Su "La democrazia militarizzata. Quando la politica cede il passo alle armi" di Sergio Romano (Longanesi)

I primi vagiti del fascismo risuonarono nelle trincee della Grande guerra, sostiene Sergio Romano nel suo nuovo libro La democrazia militarizzata, in uscita il 21 marzo per Longanesi. La brutalità inenarrabile di quel conflitto, con masse enormi di militari impegnati e uno spargimento di sangue senza precedenti, portò a una svalutazione drammatica della vita umana e a una sostanziale legittimazione della violenza come metodo di lotta politica. Terminate le ostilità, rimase la mina vagante rappresentata dai reduci. «Molti — scrive Romano — avevano subito ferite, erano mutilati, stentavano a riprendere i ritmi di una vita consuetudinaria, ricordavano persino nostalgicamente il campo di battaglia».

Benito Mussolini sin dal 1914 aveva definito la propria posizione politica in riferimento alla guerra, scegliendo l’interventismo e rompendo i ponti con il Partito socialista, di cui era stato un dirigente di primissimo piano. Durante il conflitto aveva progressivamente radicalizzato la sua posizione in senso nazionalista, sposando le più estreme rivendicazioni territoriali. E la pace lo trovò pronto a raccogliere l’insoddisfazione di coloro che parlavano di «vittoria mutilata». Già nell’adunata di fondazione dei Fasci di combattimento, a Milano il 23 marzo 1919, indicò al suo movimento come nemici principali coloro che alla guerra si erano opposti e che ora invocavano una rivoluzione internazionalista come quella bolscevica della Russia: i suoi ex compagni socialisti.
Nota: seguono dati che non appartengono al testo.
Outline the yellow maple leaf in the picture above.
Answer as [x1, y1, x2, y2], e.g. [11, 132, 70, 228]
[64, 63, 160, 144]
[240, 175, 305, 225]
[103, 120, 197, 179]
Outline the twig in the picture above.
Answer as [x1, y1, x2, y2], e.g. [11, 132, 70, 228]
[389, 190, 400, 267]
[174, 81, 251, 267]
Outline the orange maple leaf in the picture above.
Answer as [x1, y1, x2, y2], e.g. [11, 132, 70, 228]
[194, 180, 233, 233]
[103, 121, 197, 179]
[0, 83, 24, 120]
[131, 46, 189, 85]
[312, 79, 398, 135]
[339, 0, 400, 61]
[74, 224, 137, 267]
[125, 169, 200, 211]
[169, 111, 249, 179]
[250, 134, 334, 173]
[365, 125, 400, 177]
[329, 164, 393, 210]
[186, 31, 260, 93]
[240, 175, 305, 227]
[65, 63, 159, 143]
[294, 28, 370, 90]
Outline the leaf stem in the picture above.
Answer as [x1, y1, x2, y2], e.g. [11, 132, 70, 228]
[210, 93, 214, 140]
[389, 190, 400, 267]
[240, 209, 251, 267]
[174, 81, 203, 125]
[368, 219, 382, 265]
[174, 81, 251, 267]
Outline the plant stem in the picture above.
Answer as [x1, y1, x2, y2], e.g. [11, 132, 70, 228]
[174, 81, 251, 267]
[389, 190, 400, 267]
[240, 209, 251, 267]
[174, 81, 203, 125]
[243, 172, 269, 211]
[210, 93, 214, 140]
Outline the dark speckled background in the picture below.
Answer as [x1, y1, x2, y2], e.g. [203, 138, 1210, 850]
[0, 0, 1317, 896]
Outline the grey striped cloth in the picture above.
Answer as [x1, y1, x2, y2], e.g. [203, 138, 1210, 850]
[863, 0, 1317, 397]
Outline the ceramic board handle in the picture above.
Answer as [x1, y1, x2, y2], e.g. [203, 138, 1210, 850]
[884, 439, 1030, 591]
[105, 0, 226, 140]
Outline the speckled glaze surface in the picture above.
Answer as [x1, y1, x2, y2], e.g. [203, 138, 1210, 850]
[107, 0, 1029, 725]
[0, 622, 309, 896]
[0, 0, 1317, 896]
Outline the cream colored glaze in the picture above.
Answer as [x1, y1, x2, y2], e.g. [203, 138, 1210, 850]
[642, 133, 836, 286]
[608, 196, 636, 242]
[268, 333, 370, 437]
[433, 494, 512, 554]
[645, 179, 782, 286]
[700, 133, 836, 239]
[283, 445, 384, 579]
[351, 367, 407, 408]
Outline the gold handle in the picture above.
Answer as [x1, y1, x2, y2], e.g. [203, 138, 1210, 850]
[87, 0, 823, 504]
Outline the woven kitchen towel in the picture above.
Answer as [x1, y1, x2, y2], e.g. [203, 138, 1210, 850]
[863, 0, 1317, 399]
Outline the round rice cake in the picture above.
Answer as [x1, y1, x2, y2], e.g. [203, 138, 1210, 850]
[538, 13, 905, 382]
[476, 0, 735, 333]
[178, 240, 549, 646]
Nel 1919 però la figura carismatica principale a cui guardava l’opinione pubblica nazionalista era il poeta Gabriele d’Annunzio, che con l’occupazione di Fiume (città contesa tra l’Italia e il nuovo Stato jugoslavo) mise in un enorme imbarazzo il governo di Francesco Saverio Nitti. In quell’impresa Romano individua parecchi ingredienti entrati nell’impasto tossico del fascismo, come «l’ostentato maschilismo, l’oratoria bellicosa e spavalda, un linguaggio che alterna volgarità e poesia, uno stile beffardo e piratesco».

L’esercito italiano a Natale del 1920 espulse da Fiume i legionari di d’Annunzio in base a un trattato concluso a Rapallo tra Roma e Belgrado, ma nel frattempo i fascisti avevano avviato la loro offensiva squadrista, cominciando dalla Venezia Giulia e dalla valle del Po. Confortato dall’appoggio della piccola e media borghesia, che vedeva nelle camicie nere la forza che poteva «meglio difendere i ceti medi contro la minaccia comunista», si sviluppò un possente partito armato, che di fatto metteva in discussione il monopolio statale della forza. E Mussolini lo usò con spregiudicatezza per le sue ambizioni di potere.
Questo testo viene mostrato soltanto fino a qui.